The project immediately encountered an obstacle. The stereotactic dosing procedure required to administer the ASOs to mice was rather technically difficult. It was, in an ideal world, the kind of thing you really wanted to learn side-by-side with someone who had done it ten thousand times. But federal rules made it near impossible to get permission for anyone from Ionis, a private company, to come train people in Byron’s NIH lab on this procedure, or to allow anyone from Byron’s lab to go train at Ionis. I could have pulled my hair out with frustration, but Byron, used to this sort of thing, was undaunted. There ensued several rounds of pilot experiments in which Greg Raymond and Brent Race at Rocky Mountain Labs worked tirelessly to figure the method out on their own, emailing troubleshooting notes back and forth with scientists at Ionis. Byron spent his whole career at NIH, and was often at odds with this type of red tape. For all that I saw the friction that bureaucracy caused in Byron’s life, he also became a role model for me for the grace and patience with which he navigated it. No matter what human systems obstacles popped up, Byron never let them get in the way of good science.

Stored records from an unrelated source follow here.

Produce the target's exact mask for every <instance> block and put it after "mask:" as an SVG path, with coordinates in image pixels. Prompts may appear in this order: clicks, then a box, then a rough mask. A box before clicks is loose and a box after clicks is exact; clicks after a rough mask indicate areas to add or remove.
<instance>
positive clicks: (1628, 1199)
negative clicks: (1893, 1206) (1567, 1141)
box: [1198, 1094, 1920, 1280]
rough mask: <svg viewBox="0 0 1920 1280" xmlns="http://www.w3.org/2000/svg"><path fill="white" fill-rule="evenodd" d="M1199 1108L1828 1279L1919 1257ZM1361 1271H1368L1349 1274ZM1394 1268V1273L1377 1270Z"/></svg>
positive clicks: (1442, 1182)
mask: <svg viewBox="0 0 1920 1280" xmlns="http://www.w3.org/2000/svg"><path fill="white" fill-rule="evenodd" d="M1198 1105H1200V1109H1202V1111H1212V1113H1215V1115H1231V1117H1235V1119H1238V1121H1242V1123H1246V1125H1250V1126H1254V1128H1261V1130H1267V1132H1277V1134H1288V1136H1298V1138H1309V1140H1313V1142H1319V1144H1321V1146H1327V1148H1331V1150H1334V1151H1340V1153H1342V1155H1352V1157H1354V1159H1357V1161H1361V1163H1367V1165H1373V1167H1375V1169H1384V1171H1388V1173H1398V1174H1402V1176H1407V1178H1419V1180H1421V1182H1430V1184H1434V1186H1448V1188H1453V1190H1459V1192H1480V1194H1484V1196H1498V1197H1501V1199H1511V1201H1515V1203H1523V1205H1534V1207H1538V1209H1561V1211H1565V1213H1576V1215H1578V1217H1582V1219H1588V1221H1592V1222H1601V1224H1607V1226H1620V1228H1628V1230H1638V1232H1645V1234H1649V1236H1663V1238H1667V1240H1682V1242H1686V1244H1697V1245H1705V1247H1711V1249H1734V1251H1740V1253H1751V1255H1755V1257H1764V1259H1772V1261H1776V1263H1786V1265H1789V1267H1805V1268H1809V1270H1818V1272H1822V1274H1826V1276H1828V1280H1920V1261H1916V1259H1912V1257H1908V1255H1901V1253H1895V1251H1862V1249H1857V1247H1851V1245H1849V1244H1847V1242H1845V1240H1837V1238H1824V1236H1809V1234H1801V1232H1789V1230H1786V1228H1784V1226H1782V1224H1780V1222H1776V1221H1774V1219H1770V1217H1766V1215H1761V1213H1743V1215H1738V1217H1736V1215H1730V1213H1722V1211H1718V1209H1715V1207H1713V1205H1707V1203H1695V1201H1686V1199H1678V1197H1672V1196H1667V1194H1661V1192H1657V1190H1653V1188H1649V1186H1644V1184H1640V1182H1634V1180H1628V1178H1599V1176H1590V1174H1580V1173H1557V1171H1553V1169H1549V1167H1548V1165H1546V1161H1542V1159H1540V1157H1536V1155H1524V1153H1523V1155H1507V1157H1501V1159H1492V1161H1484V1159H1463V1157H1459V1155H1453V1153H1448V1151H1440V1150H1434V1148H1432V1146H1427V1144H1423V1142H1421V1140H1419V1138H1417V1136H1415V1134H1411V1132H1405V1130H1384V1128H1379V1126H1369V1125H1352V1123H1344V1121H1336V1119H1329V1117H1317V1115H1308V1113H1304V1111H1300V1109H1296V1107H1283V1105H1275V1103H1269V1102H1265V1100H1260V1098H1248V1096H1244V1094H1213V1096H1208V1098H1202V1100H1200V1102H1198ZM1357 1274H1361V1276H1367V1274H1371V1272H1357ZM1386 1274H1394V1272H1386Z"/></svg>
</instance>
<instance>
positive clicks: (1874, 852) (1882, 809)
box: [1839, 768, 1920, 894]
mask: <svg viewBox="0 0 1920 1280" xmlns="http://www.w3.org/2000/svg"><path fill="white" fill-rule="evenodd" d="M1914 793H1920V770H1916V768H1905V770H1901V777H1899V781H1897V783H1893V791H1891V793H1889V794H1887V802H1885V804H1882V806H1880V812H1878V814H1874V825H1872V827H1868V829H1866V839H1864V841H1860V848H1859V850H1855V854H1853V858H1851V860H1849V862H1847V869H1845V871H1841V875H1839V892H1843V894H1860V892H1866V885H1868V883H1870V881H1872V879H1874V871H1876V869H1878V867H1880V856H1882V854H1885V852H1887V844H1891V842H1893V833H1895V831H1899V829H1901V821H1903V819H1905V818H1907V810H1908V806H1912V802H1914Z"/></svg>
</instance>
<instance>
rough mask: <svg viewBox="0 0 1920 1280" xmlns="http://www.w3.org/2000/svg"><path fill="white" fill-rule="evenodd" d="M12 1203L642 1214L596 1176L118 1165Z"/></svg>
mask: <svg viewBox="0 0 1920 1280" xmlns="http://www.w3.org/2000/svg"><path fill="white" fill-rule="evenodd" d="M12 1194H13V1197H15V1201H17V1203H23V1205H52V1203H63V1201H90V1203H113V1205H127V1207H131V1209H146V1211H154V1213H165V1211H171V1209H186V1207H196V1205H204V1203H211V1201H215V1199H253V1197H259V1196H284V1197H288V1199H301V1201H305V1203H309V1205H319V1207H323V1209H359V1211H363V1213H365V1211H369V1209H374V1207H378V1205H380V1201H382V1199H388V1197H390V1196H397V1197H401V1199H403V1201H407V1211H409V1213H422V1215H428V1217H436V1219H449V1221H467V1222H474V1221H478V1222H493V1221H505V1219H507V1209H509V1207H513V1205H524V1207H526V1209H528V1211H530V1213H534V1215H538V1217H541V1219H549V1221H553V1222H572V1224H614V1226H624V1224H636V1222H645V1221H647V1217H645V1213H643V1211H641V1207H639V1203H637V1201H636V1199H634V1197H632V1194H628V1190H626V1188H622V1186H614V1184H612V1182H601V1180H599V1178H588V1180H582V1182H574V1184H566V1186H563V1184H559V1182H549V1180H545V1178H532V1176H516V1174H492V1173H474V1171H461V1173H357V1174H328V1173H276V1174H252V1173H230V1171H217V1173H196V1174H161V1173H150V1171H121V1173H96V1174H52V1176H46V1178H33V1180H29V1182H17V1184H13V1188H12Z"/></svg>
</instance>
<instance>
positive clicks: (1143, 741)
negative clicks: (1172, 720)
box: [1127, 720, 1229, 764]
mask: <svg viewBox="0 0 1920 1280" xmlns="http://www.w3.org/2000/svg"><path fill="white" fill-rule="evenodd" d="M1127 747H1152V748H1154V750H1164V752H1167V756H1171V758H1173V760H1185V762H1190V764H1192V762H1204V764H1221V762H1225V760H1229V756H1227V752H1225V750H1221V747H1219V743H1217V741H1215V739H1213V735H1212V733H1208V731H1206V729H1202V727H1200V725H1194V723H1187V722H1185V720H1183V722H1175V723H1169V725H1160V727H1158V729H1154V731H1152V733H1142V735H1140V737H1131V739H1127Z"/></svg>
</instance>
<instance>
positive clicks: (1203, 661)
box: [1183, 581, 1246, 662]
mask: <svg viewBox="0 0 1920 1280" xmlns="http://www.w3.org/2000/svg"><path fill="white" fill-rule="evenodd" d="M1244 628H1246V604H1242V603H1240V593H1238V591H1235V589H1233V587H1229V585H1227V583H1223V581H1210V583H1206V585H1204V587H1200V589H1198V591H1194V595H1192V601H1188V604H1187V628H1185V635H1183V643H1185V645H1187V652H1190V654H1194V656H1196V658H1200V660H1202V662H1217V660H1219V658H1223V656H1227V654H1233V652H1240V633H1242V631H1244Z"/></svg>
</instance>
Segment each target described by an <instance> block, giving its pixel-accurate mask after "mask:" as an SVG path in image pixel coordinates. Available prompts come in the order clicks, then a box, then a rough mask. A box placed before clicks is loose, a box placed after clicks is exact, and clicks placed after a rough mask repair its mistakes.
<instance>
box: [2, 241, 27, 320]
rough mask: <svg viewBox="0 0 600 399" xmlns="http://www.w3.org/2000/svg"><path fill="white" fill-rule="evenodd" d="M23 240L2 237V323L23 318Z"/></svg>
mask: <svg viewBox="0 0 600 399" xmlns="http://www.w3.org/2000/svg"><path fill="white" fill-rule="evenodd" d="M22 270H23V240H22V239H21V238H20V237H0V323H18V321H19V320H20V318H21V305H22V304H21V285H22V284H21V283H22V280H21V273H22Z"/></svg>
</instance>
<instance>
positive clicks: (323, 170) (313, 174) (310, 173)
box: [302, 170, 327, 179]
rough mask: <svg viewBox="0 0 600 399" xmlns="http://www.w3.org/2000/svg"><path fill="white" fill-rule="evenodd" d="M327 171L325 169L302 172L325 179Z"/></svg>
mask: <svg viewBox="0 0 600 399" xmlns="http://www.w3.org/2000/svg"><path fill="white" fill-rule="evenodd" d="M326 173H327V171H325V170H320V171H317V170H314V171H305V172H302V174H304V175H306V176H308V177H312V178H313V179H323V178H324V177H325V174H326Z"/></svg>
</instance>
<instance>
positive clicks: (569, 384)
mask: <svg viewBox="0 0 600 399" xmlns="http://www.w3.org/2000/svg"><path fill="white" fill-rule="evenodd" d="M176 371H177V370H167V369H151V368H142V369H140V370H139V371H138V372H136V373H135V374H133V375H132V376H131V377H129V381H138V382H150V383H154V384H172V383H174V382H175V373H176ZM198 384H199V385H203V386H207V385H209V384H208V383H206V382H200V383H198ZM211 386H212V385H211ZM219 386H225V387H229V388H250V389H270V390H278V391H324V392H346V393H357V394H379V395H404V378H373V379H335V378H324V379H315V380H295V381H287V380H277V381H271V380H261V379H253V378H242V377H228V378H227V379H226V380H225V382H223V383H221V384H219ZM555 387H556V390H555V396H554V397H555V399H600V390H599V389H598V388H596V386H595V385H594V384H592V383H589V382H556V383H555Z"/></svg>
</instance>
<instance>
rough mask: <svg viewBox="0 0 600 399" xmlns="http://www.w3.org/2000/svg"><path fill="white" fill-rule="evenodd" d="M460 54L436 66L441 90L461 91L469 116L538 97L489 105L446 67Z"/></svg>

The ASOs worked. In his usual way, Byron was in it to do right by the science and to do right by his people. Byron was never in it for Byron. Greg had delayed his retirement to see the studies through, and Byron felt strongly that Greg should get his credit, but as to whether Byron himself got any recognition, he had no dog in the fight [Raymond 2019]. We went on to dose hundreds of animals with ASOs at the Broad Institute [Minikel 2020]. The stereotypical attitude of academia would have been to feel that we were eating Byron’s lunch. But Byron was purely happy for us, writing in 2020:

It’s great to see your BioRXiv article on your further ASO work! Still looking good. The effects that you got with more continuous prophylactic treatments are amazing!

Byron was always like this. In a field that was often competitive and adversarial, he never missed a chance to make a self-effacing joke. When he took the stage at Prion2015, giving the keynote that Stan Prusiner was originally slated to give, he quipped that he had tried to grow more hair in order to be an effective substitute, but that it had grown on his face instead of his head. This is a field where it’s common to boast of one’s N peer-reviewed publications and important contributions. But while the summary of Byron’s contributions I gave at the top of this post is necessarily (very) incomplete, I am certain that Byron’s main objection would be to deny that he had any role whatsoever in the invention of RT-QuIC — he often issued rebuttals along the lines of: “Ryu Atarashi did everything! I just provided a lab space!”

I was at best an outsider to Byron’s lab, but got to see a few of his endearing quirks. His house in the mountains outside Hamilton was surrounded by a frisbee golf course of his own design, where lab members could come play. He had a knack for memorable turns of phrase. When describing the disease stage at which we had treated mice with ASOs, he told CJD Foundation that the animals had “a rip-snorting prion infection”. When explaining the cryo-EM structure of prions to a reporter, he declared that “we finally got a glimpse of its ugly mugshot.”

With someone so generous, it is easy to wonder: did we do right by Byron? In the 12 years that Sonia and I interacted with Byron, we only ever took. But writing this post has helped me to reflect: Byron didn’t want anything in return. The only way we do right by Byron is to cure this disease. We can never pay it back. Let’s pay it forward.